Katie Bruno, the animal control officer, said she knows some people have a bad perception of PAWS. But she said people’s anger is misplaced.

“What people don’t understand is that we’re not monsters,” she said. “No one wants to euthanize an animal. But if a dog attacks a kid, how can I put that dog back out into the public? If a dog eats a cat, how I can put that dog back out there? There are just some circumstances where our hands are tied.”

Bruno has been with PAWS for three years and has been an ACO for a year and a half. Even in that short amount of time, she’s seen it all. She was called to the scene of a Laurel Hill home back in March when a man was arrested for battering his father and authorities found pieces of a 75-pound pit bull in the man’s refrigerator. The dog had been tortured, mutilated and killed.

“It was the most horrifying thing I’d ever seen,” Bruno said. There was another dog in the home, a small beagle mix named Maggie, who was physically unharmed and was taken to PAWS after the incident. Bruno is now fostering the pup in her own home, but by the way she talks about her, it’s likely the pup has found her forever home with Bruno.

Bruno has seen people who dispose of their dogs on the street, unable or unwilling to care for them any longer. She’s seen people intentionally starve, beat and neglect their animals to the point where authorities have to get involved. She’s seen people who refuse to spay or neuter their pets and breed the animals to the point of illness and death.

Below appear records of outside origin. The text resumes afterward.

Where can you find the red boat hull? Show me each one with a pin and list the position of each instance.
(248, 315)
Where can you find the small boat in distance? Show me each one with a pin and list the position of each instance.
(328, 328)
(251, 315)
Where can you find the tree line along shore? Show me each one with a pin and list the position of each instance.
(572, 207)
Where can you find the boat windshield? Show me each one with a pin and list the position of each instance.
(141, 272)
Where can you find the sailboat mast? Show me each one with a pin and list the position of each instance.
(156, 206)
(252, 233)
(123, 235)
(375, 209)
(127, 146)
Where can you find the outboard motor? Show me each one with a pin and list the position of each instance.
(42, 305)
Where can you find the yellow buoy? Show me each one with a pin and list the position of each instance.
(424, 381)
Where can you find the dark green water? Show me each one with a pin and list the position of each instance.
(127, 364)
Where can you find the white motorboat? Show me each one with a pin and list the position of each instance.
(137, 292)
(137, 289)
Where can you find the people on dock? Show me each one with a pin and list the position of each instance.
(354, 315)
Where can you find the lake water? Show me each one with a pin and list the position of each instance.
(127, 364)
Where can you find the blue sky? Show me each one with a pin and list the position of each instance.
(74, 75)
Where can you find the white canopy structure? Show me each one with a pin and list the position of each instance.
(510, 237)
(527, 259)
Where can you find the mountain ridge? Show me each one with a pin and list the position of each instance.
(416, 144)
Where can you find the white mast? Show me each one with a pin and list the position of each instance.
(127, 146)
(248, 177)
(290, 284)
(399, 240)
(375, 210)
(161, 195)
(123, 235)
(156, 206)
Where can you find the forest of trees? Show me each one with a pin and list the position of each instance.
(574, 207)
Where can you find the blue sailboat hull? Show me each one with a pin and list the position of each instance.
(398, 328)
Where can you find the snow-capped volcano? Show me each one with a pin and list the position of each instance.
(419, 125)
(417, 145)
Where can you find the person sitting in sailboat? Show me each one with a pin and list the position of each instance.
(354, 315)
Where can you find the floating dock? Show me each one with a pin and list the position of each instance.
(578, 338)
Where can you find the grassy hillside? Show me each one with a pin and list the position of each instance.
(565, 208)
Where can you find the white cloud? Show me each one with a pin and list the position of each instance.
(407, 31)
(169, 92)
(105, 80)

“People have this old-school mentality that animals are supposed to breed, that’s what they’re meant for,” she said. “And that’s certainly not the case. I promise you, we have no shortage of animals in this region. There’s no reason why you should be breeding. The backyard breeding needs to stop.”

She also sees, more often than not, instances where people in Okaloosa County really love their pets, but don’t have the funds to care for them or the education or resources to properly take care of them. In those instances, Bruno said, she does everything she can to empower people to keep their pets, by giving them food or crates, or informing them about low-cost spay and neuter programs and inexpensive rabies vaccinations.

“We don’t want to take people’s pets,” she said. “Trust me, we have plenty in our shelter. I’m going to do everything I can to help a person keep their pet before it gets to the point where I have to take it.”

While she knows most pet owners are good, she said she sees a trend in the county of people who consider their pets as “property, not something that has a soul or something meaningful.


“I think what’s really terrible is the way people act as if animals are disposable,” she said. “Another huge issue is people finding free animals on Craigslist or Facebook and they see ‘free,’ but what they don’t understand is that there’s no such thing as a free animal. When you assume responsibility of animal, it’s just like a child. There will be medical expenses, boarding, and a lot of people don’t understand that.”

But Bruno insists that “change is coming.” There’s hope on the horizon for a new facility for PAWS, thanks to a 16-acre land donation made by the family of late animal lover Peggy Qualls back in May. An assessment team from the University of Florida was in town in early October to help PAWS re-evaluate its adoption and euthanasia practices and institute different methods of animal control.

PAWS staff is even working with local lawmakers to change some outdated animal ordinances on the book, like seven-day stray holds, that they hope will enable them to get animals into foster or adoptive homes even quicker.

“We need community support,” she said. “PAWS does have a stigma, but if people would just realize it’s not us, we’re trying, We’re responsible for cleaning up everybody’s mess…There’s only so much that we can do ourselves. We need the backup of the community, we need them spaying and neutering their pets, we need them vaccinating. Everybody needs to wake up.”